I know that a lot of folks are here (Low Carb and/or Keto) because they want to lose weight/fat. But let’s keep in mind that being consistently in ketosis brings with it many health benefits that otherwise don’t occur. ‘Low Carb’ may help with weight, no doubt. But having your innards awash in β- hydroxybutyrate is far better than not. If that means you have to forgo carbs, it’s an exchange well worth it.


Losing fat is something totally different. I easily and almost automatically lost fat at 80g net and basically never on keto, nothing surprising about that, actually, knowing the circumstances.
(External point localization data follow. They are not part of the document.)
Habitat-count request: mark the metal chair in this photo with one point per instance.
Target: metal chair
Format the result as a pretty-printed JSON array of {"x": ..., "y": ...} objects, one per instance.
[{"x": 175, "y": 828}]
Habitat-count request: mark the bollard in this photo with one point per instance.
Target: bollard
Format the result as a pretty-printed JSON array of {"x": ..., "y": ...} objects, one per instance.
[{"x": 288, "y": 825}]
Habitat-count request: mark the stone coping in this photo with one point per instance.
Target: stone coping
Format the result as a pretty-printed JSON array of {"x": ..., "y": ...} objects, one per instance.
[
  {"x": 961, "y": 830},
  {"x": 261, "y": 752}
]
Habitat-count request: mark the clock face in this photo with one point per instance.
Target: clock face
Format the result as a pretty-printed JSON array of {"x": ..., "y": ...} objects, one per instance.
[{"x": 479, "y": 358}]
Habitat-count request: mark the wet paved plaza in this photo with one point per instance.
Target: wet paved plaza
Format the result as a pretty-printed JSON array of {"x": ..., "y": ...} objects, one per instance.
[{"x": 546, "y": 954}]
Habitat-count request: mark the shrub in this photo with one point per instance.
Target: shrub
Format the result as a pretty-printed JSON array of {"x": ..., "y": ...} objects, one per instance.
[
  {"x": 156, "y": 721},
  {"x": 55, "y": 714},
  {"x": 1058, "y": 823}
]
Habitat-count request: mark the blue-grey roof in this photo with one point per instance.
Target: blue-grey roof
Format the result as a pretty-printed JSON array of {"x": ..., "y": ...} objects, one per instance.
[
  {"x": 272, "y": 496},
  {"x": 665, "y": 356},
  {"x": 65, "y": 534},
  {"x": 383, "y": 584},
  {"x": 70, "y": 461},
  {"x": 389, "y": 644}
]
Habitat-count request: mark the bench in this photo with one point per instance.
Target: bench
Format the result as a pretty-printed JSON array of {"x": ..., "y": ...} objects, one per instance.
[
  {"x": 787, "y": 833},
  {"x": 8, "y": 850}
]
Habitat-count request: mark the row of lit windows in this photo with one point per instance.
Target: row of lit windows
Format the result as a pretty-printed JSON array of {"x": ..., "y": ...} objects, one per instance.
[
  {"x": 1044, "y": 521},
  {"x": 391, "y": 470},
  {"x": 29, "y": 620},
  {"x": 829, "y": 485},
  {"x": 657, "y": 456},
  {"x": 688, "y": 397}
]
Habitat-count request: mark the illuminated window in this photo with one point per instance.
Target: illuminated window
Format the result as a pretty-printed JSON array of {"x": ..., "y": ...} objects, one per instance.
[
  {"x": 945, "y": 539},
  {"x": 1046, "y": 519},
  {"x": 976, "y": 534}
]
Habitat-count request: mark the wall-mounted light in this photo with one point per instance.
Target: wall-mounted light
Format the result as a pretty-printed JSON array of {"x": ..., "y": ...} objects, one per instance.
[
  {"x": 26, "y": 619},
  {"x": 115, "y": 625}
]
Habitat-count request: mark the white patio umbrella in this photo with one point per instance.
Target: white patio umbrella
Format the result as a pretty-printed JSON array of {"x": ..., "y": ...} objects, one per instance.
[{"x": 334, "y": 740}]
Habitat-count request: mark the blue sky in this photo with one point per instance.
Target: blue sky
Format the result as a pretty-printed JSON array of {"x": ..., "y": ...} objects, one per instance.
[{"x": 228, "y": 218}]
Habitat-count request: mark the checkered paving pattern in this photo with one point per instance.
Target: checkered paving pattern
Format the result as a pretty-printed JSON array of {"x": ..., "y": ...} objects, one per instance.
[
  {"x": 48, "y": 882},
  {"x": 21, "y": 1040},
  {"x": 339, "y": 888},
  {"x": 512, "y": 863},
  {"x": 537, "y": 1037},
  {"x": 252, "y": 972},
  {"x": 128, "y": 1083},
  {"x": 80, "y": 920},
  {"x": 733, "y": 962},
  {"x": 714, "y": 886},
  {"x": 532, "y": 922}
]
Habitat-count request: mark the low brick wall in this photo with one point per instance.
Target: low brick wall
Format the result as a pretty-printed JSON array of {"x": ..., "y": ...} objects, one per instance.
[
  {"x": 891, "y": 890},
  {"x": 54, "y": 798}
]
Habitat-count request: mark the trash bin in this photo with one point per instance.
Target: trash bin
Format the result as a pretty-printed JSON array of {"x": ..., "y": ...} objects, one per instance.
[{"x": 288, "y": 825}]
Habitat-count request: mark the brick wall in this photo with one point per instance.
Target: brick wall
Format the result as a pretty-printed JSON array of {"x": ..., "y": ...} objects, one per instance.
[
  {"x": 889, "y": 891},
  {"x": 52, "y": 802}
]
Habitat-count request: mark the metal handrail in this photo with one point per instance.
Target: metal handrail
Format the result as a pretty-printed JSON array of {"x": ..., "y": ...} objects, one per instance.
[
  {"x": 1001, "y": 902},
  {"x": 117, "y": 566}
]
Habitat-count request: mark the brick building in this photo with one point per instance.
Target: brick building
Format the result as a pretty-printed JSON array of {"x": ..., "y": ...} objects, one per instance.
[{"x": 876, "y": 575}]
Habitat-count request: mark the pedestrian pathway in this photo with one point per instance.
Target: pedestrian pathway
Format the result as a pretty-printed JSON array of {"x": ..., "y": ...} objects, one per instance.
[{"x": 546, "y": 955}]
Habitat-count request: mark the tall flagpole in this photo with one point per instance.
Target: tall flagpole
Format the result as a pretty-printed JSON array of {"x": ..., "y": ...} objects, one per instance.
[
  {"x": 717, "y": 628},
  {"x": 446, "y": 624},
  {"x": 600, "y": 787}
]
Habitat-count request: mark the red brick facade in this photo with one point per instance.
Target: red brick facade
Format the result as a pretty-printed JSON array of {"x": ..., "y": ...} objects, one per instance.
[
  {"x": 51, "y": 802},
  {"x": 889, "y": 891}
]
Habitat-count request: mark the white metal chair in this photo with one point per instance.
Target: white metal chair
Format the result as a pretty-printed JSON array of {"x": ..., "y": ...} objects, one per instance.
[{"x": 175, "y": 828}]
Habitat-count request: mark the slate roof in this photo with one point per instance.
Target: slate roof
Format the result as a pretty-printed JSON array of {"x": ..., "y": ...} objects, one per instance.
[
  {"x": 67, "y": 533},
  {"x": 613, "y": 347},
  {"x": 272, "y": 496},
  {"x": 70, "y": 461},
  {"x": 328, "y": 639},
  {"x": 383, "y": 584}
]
The carb limit for ketosis is a wide range if we consider everyone :slight_smile: 20g net is good for most people, I could get away with 40-45 (I got fat adapted eating just below every day with often a quite high total, I was super lucky as 20g was impossible for me back then) while being a short woman with lowish activity. Activity helps a lot, it’s known but I have no experience regarding that.
(IDK where the quite common 50g came from as it’s not keto for most of us… I never even met the usual 20g on Hungarian sites, they are all about 30g or 50g.)
But being just in ketosis doesn’t necessarily give us the benefits of a stricter style, many of us know that. I know that very well as carbs mess with me even on keto. They should be very, very low, at least the net, a higher total never seemed to be a problem but that is individual too, it seems.

(Michael - When reality fails to meet expectations, the problem is not reality.) #20

Just posted this in another topic. A little past the midway point Bikman takes up the topic of ketones then how one might transition from glucose to fat burn during the day based on how much and how long between one consumes carbs. So relevant to this discussion.


Note: I do not know what Bikman’s relationship to Unicity International might be.